Arts & Crafts Furniture & Objects of Art

Antiques, reproductions and inspired contemporary work mix well in revival interiors.

In a 1906 California bungalow, the dining room is furnished with antique oak pieces and plein-air paintings, Native American baskets, and a bowl chandelier by Michael Adams of Aurora Studios. William Wright

Many people are uncomfortable buying furniture—and not only because of the cost. Here is some basic advice: (1) Embrace what you love and can live with long-term. (2) Buy good furniture, even if it means living with folding chairs and patio wicker while you save to buy one high-quality piece a year. Later on, you can move the wicker from the living room to the porch. (3) Take cues from the age and style of the house.

The oak sideboard reproduces a Gustav Stickley design of 1902; from today’s Stickley.

You may not want to live in a museum, but furnishing in sync with the date and design vocabulary of the house is a shortcut to non-faddish rooms that “look right.” Your house is giving you clues, so you might as well start there.

An original Gustav Stickley Morris chair in fumed oak at Craftsman Farms, Stickley’s home in New Jersey.

A period classic—a Morris chair, a spindle daybed—can anchor a room. Do mix in antiques to avoid the boring, matched-set look of some contemporary interiors. Antiques add history and personality to a room, but many times they are not practical—as with chairs that are used every day, for example. “The majority of collectors we know are happy buying new objects to put alongside their antiques,” says Aminy Audi, president and owner of Stickley, a company of the original Craftsman period, which the Audis revived. Reproductions are great for hardworking rooms and when you need a full set. Seek out specialty suppliers and artisans who do reproduction or adapted styles.
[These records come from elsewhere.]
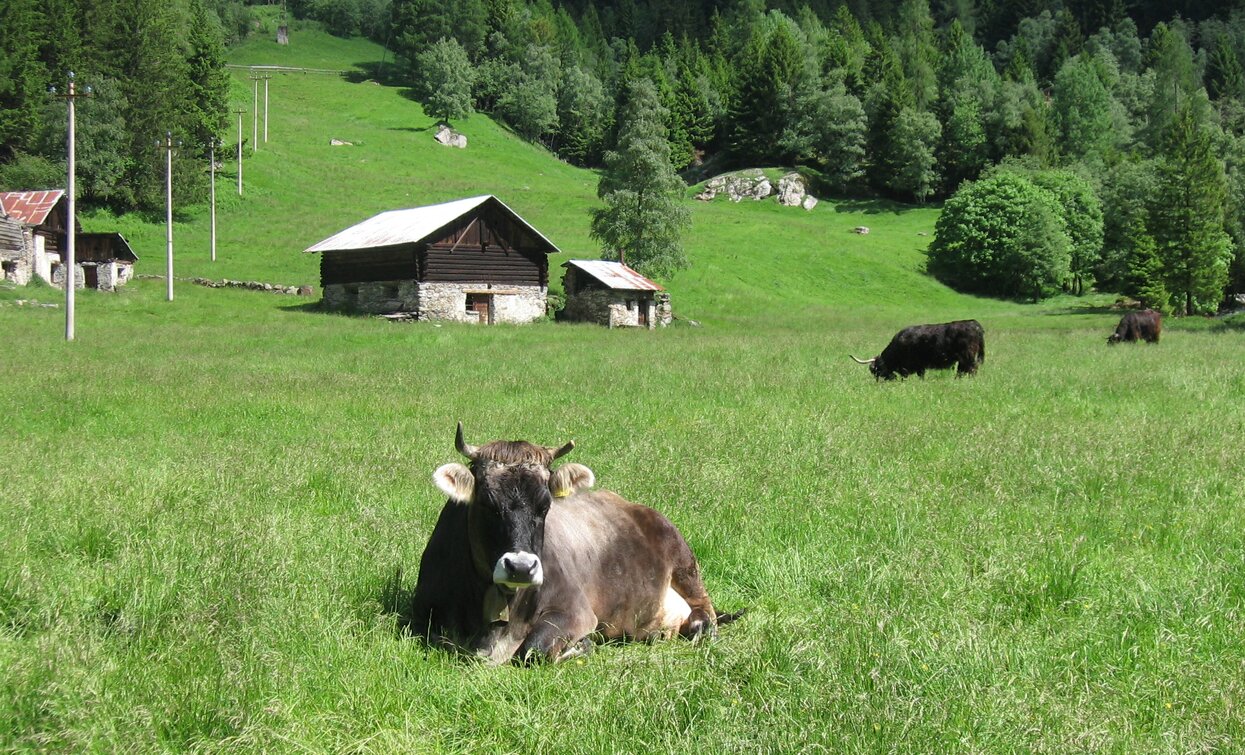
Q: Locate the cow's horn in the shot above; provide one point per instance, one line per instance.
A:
(562, 451)
(468, 451)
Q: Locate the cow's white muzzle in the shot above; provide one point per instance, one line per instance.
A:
(518, 569)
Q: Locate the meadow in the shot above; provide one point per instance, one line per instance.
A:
(214, 508)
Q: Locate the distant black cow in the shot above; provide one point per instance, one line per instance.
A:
(1143, 325)
(920, 348)
(524, 561)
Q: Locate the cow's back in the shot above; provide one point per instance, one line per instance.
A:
(620, 555)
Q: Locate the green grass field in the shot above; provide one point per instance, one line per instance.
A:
(214, 507)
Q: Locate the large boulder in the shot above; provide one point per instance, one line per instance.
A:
(791, 189)
(450, 137)
(753, 185)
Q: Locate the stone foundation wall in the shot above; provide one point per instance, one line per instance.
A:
(448, 302)
(445, 302)
(16, 267)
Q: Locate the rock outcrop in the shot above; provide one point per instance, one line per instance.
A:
(753, 185)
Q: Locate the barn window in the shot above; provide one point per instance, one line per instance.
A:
(481, 305)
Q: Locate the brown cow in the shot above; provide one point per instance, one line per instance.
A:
(527, 562)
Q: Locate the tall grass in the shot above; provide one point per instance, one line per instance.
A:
(213, 507)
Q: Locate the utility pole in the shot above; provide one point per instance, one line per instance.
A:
(213, 142)
(239, 111)
(265, 109)
(254, 121)
(168, 208)
(71, 189)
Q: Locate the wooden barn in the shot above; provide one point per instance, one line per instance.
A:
(103, 261)
(469, 261)
(613, 294)
(42, 217)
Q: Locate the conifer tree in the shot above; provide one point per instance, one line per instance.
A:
(447, 77)
(1188, 214)
(23, 77)
(643, 221)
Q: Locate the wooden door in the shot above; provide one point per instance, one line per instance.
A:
(482, 305)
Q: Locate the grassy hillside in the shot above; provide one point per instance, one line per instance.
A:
(298, 189)
(213, 508)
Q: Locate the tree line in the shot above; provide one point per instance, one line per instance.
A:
(902, 99)
(153, 66)
(1143, 112)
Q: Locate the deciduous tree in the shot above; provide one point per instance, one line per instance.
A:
(643, 219)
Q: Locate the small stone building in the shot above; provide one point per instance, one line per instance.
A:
(32, 242)
(469, 261)
(613, 294)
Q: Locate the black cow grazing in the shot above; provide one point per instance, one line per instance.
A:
(1144, 325)
(526, 562)
(920, 348)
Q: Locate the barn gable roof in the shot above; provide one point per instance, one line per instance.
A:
(413, 226)
(614, 274)
(30, 207)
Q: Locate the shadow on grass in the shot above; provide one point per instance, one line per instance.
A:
(1081, 309)
(318, 308)
(1233, 323)
(395, 601)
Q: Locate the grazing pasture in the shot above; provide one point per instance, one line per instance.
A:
(213, 510)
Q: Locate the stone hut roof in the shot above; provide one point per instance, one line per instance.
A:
(412, 226)
(614, 274)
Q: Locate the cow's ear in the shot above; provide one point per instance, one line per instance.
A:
(456, 481)
(570, 477)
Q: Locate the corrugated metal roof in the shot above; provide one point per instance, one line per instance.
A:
(614, 274)
(10, 234)
(410, 226)
(30, 207)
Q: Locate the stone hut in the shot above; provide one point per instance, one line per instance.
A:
(15, 263)
(613, 294)
(105, 261)
(32, 242)
(469, 261)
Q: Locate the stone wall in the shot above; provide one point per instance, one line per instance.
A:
(665, 313)
(18, 267)
(448, 302)
(437, 300)
(616, 309)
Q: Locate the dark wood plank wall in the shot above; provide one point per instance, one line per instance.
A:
(364, 265)
(491, 249)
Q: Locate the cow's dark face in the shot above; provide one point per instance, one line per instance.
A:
(509, 489)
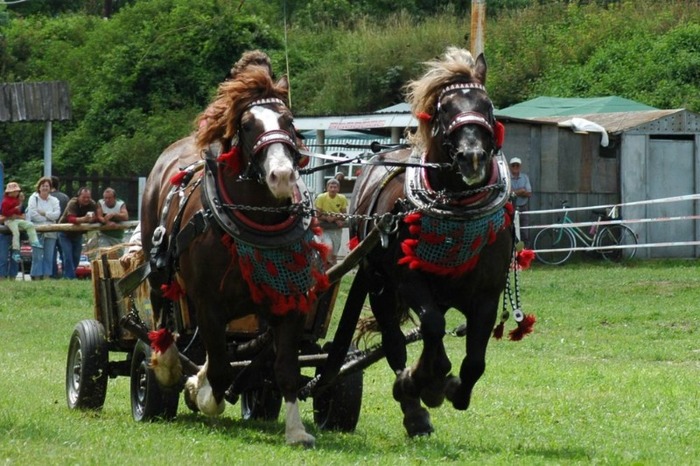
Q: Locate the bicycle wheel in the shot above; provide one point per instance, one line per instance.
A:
(616, 235)
(559, 241)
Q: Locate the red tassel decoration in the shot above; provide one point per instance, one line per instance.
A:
(424, 116)
(499, 133)
(498, 331)
(172, 291)
(176, 179)
(525, 327)
(524, 258)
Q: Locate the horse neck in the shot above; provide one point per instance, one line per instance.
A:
(250, 193)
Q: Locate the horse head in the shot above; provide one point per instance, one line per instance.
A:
(251, 119)
(267, 144)
(459, 127)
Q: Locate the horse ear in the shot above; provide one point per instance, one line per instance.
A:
(480, 69)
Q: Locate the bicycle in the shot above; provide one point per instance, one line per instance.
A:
(558, 242)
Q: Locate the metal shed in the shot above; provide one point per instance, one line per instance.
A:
(652, 154)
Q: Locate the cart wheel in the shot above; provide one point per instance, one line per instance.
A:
(86, 368)
(338, 407)
(148, 399)
(263, 403)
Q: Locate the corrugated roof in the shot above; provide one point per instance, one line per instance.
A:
(565, 106)
(616, 122)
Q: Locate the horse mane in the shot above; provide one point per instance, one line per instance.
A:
(251, 80)
(455, 66)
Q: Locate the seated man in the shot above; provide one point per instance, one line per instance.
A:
(111, 211)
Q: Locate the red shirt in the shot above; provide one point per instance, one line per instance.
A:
(10, 206)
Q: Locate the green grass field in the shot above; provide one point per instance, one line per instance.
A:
(610, 376)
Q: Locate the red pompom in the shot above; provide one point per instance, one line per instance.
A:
(525, 327)
(498, 331)
(499, 133)
(524, 258)
(176, 180)
(172, 291)
(424, 116)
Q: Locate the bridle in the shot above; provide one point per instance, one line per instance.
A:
(487, 122)
(265, 140)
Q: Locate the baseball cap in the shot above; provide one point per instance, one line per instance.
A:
(12, 187)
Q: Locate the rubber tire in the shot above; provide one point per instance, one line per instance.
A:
(338, 407)
(87, 366)
(548, 238)
(262, 404)
(148, 400)
(614, 235)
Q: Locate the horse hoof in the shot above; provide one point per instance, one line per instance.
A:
(454, 393)
(417, 423)
(303, 440)
(192, 404)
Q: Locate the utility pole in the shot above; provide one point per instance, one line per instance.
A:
(478, 27)
(107, 10)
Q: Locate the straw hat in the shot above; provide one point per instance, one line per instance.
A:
(12, 187)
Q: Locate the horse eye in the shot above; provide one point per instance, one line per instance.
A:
(247, 122)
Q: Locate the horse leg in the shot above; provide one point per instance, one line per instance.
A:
(480, 325)
(428, 375)
(416, 419)
(286, 336)
(207, 388)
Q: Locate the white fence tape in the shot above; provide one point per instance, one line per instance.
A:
(607, 207)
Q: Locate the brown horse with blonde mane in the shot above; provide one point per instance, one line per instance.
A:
(227, 222)
(451, 245)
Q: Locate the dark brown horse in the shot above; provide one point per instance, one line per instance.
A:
(225, 221)
(452, 242)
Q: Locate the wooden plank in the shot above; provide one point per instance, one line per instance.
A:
(34, 101)
(83, 227)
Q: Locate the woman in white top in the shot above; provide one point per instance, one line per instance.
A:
(43, 209)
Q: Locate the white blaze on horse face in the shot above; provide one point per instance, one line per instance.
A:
(280, 175)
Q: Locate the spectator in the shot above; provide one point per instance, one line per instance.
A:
(111, 211)
(11, 209)
(522, 190)
(80, 210)
(43, 209)
(62, 202)
(329, 203)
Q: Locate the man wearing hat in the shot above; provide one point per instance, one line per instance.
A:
(522, 190)
(11, 209)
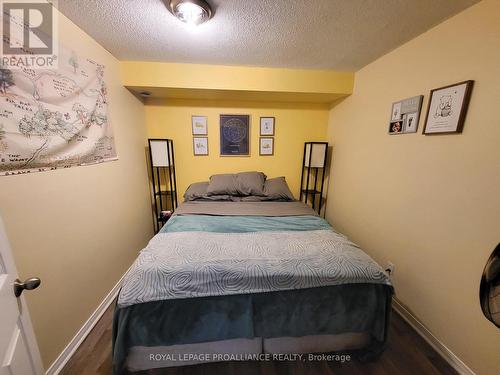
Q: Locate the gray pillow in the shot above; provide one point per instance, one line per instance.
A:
(245, 183)
(277, 189)
(195, 191)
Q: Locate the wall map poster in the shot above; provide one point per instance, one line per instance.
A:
(54, 118)
(234, 135)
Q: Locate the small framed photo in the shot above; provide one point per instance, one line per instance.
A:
(405, 115)
(396, 127)
(267, 126)
(396, 111)
(447, 108)
(199, 124)
(200, 146)
(266, 146)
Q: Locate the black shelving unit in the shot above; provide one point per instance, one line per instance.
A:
(163, 181)
(312, 180)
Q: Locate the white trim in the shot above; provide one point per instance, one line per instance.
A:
(432, 340)
(76, 341)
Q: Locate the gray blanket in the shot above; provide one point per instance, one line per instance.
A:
(245, 209)
(200, 264)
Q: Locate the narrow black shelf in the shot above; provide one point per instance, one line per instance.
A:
(165, 192)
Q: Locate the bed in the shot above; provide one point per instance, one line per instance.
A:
(248, 280)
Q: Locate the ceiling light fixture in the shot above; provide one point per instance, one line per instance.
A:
(192, 12)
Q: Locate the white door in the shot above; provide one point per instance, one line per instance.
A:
(18, 349)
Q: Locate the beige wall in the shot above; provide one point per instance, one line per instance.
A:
(294, 124)
(429, 204)
(79, 229)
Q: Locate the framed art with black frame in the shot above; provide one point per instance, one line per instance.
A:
(235, 135)
(447, 108)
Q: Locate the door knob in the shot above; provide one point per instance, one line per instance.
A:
(28, 284)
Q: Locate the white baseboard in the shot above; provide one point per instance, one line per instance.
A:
(432, 340)
(76, 341)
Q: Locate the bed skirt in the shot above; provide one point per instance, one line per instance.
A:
(209, 329)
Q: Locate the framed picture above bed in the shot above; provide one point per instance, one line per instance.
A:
(405, 115)
(266, 146)
(235, 135)
(267, 126)
(199, 125)
(200, 146)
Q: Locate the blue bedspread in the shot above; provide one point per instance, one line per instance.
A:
(356, 307)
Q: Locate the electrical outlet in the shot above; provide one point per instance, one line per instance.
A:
(390, 268)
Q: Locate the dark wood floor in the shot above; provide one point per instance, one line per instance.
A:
(407, 353)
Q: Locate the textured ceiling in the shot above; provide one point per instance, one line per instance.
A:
(314, 34)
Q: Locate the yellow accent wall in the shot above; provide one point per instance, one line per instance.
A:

A contemporary sideboard made by Michael Colca features dovetail joinery for the drawers.

Arts & Crafts-period homes are forgiving of an eclectic approach. Right from the beginning, the house probably mixed Craftsman and Colonial Revival motifs in woodwork, and certainly in the furniture. Sturdy Colonial-era classics (like benches and Windsor chairs), rustic furnishings, wicker, iron, and more typical Arts & Crafts styles work together. Rectilinear Stickley-type furniture also marries well with Modern furniture.

To get an integrated, usable room at reasonable cost, many people mix good-enough pieces with reissues of classic designs, future heirlooms, and antiques.

In a 1915 Prairie-influenced Foursquare, the home of an avid collector, antiques include the sideboard, dining table, and chairs, all early pieces by Stickley. The reproduction rug is a Voysey design. Edward Addeo

For years, a growing number of artisans and manufacturers has been offering period-inspired furniture, as well as such decorative pieces as pottery and art prints. The work includes documentary reproductions (near copies of original pieces). Many more artisans create interpretive new designs, with allusions to previous Arts & Crafts styles and also such earlier American furniture as that produced by the Shakers.

As was true 100 years ago, there are many languages of Arts & Crafts. British work (by Godwin, Voysey, and Mackintosh) is often more delicate, and later work leans toward Art Nouveau. American Craftsman pieces by Stickley and the Roycrofters are sturdy and rectilinear; Wright’s Prairie School designs are proto-Modern, like the reproduction Barrel chair below; Greene and Greene’s are strongly Japanesque. German, Austrian, Russian, and Swedish influence may be present. This diversity continues.

Patricia Poore is Editor-in-chief of Old House Journal and Arts & Crafts Homes, as well as editorial director at Active Interest Media’s Home Group, overseeing New Old House, Traditional Building, and special-interest publications.

Poore joined Old House Journal when it was a Brooklyn-brownstoner newsletter in the late 1970s. She became owner and publisher and, except for the years 2002–2013, has been its editor. Poore founded the magazines Old-House Interiors (1995–2013) and Early Homes (2004–2017); their content is now available online and folded into Old-House Journal’s wider coverage. Poore also created GARBAGE magazine (1989–1994), the first unaffiliated environmental consumer magazine.

Poore has participated, hands-on, in several restorations, including her own homes: a 1911 brownstone in Park Slope, Brooklyn, and a 1904 Tudor–Shingle Style house in Gloucester, Massachusetts, where she brought up her boys and their wonderful dogs.